Mrs. Maximoynko shakes her head, and her massive bosom shakes in sympathy. Pan and Pani Durkowski nod. (They are always addressed by these Ukrainian equivalents of Mr. and Mrs.; they seem to demand that dignity, for all that they work as janitors at the cathedral hall.) When they’d first come to Kalyna Beach, they’d gone round to the various mothers, suggesting they could organize a morning program for the children right on the beach. Calisthenics and recitations from the national poets, followed by a round of Ukrainian folksongs. All the mothers had thanked them, saying what a wonderful idea such a program would be, but when it came to the first session, half of the children hadn’t shown up, and the rest had wandered away before the stride jumps were finished. The mothers apologized, but there was nothing they could do. “They go to Ukrainian School all year,” one had explained, “so they really want a holiday while they’re up here.” And as Sonia Martyn had ventured: “The children were born here, they don’t feel the same way about the old coun
try as we do, there’s no point in forcing them.” But then, Pan Durkowski had growled to his wife, look at those Martyns, changing their name, making it English-sounding. Their children had been the last ones of all to be enrolled at Ukrainian School. In vain had Sonia explained that Laura, who had spoken nothing but Ukrainian till she was five, had come home from English school one day with a note from the principal: It would be better if your child stopped speaking Russian in the playground.
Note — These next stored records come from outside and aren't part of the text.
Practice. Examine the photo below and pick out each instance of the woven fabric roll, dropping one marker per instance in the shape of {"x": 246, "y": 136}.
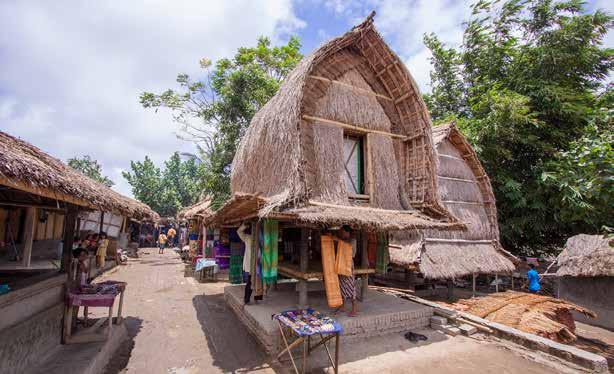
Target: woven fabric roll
{"x": 331, "y": 279}
{"x": 343, "y": 261}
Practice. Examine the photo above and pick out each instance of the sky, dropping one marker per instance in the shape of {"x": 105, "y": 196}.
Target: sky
{"x": 71, "y": 71}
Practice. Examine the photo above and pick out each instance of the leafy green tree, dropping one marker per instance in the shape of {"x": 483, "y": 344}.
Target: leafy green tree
{"x": 165, "y": 191}
{"x": 216, "y": 111}
{"x": 91, "y": 168}
{"x": 531, "y": 73}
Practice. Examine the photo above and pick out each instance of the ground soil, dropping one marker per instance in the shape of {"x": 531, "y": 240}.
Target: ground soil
{"x": 178, "y": 325}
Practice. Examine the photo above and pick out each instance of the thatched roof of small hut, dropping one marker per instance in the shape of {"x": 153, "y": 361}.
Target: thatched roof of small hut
{"x": 292, "y": 155}
{"x": 587, "y": 256}
{"x": 201, "y": 209}
{"x": 465, "y": 190}
{"x": 27, "y": 168}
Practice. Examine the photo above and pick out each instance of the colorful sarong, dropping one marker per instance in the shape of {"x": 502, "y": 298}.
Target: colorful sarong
{"x": 269, "y": 251}
{"x": 331, "y": 279}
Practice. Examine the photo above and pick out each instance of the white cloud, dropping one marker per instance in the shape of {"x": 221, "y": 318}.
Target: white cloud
{"x": 71, "y": 72}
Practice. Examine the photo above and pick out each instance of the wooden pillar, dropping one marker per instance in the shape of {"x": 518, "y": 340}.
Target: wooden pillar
{"x": 303, "y": 266}
{"x": 69, "y": 236}
{"x": 30, "y": 224}
{"x": 450, "y": 284}
{"x": 364, "y": 263}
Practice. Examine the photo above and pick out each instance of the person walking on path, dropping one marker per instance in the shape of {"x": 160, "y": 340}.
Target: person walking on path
{"x": 533, "y": 278}
{"x": 171, "y": 234}
{"x": 101, "y": 252}
{"x": 161, "y": 242}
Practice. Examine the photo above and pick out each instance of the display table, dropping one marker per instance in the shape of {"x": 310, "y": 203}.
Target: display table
{"x": 305, "y": 323}
{"x": 101, "y": 295}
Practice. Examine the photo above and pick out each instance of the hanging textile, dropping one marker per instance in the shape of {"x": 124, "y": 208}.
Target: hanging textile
{"x": 344, "y": 260}
{"x": 383, "y": 257}
{"x": 269, "y": 251}
{"x": 331, "y": 279}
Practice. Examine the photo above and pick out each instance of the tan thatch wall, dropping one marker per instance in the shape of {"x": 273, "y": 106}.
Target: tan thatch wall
{"x": 27, "y": 168}
{"x": 587, "y": 256}
{"x": 385, "y": 172}
{"x": 354, "y": 79}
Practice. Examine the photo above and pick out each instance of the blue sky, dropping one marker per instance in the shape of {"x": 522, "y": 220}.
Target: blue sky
{"x": 71, "y": 71}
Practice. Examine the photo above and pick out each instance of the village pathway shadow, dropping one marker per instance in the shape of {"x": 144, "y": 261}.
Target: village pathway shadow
{"x": 232, "y": 347}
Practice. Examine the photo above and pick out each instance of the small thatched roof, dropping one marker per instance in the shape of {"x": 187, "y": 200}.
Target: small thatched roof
{"x": 201, "y": 209}
{"x": 27, "y": 168}
{"x": 465, "y": 190}
{"x": 292, "y": 154}
{"x": 587, "y": 256}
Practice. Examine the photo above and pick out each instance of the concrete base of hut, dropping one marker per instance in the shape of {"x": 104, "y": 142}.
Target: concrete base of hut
{"x": 379, "y": 314}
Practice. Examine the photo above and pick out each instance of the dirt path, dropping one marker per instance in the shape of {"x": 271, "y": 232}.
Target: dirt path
{"x": 177, "y": 325}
“Russian!” Pan Durkowski had snorted. “The idiot principal thought that they were Russian?”
Pani Durkowska had tried to explain it to her husband: “Max has to be careful, he has his practice to build, and Sonia has always been frightened—” adding, under her breath, “the way all of us who weren’t born here are frightened—that we could be picked up and shipped back, without so much as a word of warning.”
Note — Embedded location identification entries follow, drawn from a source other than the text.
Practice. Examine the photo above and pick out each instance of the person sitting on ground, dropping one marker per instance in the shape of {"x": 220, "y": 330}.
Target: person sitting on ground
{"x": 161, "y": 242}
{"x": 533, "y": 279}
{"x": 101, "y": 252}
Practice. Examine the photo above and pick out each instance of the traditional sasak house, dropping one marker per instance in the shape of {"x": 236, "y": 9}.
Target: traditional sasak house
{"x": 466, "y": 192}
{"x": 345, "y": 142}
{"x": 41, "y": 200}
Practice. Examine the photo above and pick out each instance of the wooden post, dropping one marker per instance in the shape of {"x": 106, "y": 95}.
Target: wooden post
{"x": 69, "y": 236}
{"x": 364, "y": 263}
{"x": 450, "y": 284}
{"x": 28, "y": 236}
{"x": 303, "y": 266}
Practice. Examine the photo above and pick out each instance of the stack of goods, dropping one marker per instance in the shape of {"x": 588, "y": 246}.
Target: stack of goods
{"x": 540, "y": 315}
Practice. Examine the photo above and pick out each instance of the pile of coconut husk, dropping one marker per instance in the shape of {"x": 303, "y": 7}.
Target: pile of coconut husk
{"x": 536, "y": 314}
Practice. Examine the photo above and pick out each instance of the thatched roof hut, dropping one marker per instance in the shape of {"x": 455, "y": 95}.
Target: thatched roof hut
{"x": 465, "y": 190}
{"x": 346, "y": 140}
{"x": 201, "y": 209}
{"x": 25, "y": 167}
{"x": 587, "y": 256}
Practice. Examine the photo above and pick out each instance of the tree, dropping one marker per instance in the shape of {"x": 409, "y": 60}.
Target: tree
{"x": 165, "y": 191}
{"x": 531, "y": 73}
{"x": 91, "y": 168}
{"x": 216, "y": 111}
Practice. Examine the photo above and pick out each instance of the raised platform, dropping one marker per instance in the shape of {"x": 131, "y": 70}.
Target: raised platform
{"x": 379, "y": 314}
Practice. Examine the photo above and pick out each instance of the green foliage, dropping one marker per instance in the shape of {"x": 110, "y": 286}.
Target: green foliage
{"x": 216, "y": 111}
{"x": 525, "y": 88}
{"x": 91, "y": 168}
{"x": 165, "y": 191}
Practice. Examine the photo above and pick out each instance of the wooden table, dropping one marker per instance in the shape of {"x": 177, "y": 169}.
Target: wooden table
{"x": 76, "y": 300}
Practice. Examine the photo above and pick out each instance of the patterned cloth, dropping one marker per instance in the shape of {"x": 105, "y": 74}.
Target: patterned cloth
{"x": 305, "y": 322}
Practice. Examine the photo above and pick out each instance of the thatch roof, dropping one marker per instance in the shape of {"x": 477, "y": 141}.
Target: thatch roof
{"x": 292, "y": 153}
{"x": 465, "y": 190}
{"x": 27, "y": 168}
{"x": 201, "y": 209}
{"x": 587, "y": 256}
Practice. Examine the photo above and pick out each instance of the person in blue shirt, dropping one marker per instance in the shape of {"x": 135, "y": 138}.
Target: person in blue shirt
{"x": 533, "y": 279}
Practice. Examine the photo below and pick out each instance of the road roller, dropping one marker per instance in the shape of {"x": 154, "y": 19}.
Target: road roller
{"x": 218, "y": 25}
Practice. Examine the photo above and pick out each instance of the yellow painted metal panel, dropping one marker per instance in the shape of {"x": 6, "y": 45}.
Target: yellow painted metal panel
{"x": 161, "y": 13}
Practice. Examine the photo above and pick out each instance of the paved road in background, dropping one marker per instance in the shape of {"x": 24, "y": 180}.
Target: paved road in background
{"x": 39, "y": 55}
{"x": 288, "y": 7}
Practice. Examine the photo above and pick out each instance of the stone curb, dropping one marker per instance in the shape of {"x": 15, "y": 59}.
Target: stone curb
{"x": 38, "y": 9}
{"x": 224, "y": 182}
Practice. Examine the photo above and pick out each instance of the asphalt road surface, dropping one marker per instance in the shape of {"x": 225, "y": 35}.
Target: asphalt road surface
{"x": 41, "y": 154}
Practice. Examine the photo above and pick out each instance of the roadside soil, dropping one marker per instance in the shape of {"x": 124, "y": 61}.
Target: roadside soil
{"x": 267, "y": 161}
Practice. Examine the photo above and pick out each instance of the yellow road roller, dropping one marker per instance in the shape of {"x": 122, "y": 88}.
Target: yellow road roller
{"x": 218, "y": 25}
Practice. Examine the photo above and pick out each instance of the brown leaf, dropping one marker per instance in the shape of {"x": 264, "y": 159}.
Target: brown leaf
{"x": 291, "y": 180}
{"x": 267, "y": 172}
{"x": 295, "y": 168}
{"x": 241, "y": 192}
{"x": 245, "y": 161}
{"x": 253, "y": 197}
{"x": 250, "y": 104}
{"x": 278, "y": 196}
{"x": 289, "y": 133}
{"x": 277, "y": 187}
“But to let some stupid Anhleek believe there is no difference between speaking the noble, the ancient, the beautiful Ukrainian tongue and being Communists!” Pan Durkowski had roared. “That is a crime, I tell you—a crime as bad as murder in the first degree!”
He is fond of roaring, Pan Durkowski: here he is now, thundering forth as his wife stares up at the portrait of the brown-haired, pudding-faced woman in diamanté armour, to whom she’d sworn allegiance at her citizenship hearing the year before. “Who is going to carry on the battle?” he exclaims, bringing his fist down hard on the counter, so that the jawbreakers rattle in their jar. “Who will hold their hands over their hearts and march off to free our poor Ukraine? The youth of today? Pah! They have no respect; all their parents teach them is to put out their hands for whatever they want. While in the Homeland, children are beaten for speaking Ukrainian instead of Russian in the schools! Beaten!”